La pandemia marcó nuevos retos para las empresas y el entorno laboral, uno de los menos atendidos es la parte emocional. De acuerdo a un estudio de la Universidad Nacinonal Autónoma de México (UNAM) el 85% de las organizaciones mexicanas no tienen condiciones adecuadas para sus colaboradores.
De acuerdo a este estudio existe una correlación entre los trastornos físicos y psicológicos con la productividad de las empresas. A esto podemos agregar las estimaciones de la Organización Internacional del Trabajo (OIT) que señalan que 4% del Producto Interno Bruto (PIB) global se pierde anualmente a causa del estrés, depresión y ansiedad que genera el trabajo, los cuales van de la mano con los accidentes laborales.
Pero ¿deben las empresas ser responsables de la salud emocional de sus empleados?

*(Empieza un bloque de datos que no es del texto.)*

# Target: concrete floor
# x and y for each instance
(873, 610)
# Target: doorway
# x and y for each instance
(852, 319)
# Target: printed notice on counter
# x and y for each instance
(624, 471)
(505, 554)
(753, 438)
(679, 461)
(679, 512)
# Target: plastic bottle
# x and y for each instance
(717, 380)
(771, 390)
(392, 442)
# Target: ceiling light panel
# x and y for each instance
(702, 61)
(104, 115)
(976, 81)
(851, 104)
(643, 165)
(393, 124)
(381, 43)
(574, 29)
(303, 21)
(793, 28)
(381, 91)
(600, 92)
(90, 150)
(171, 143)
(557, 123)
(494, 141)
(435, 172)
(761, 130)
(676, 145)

De acuerdo con el grupo Sandra Sáenz, directora internacional del Corporate Solution del Grupo Educativo ADEN, Los entornos laborales desafiantes, cambiantes e inciertos vinculados a la pospandemia y las innovaciones constantes en el mundo actual someten a las personas a un estado de estrés casi permanente
Por tanto, expone Sandra Sáenz, las instituciones se focalicen sobre el cuidado de la salud emocional de los colaboradores, esta debe ser una responsabilidad compartida entre todos los miembros de una empresa.
“Es importante que cada uno detecte qué factores del entorno laboral les impactan, para atenuar los efectos nocivos, además de proveerse de espacios de recuperación personales u organizacionales que generen bienestar”.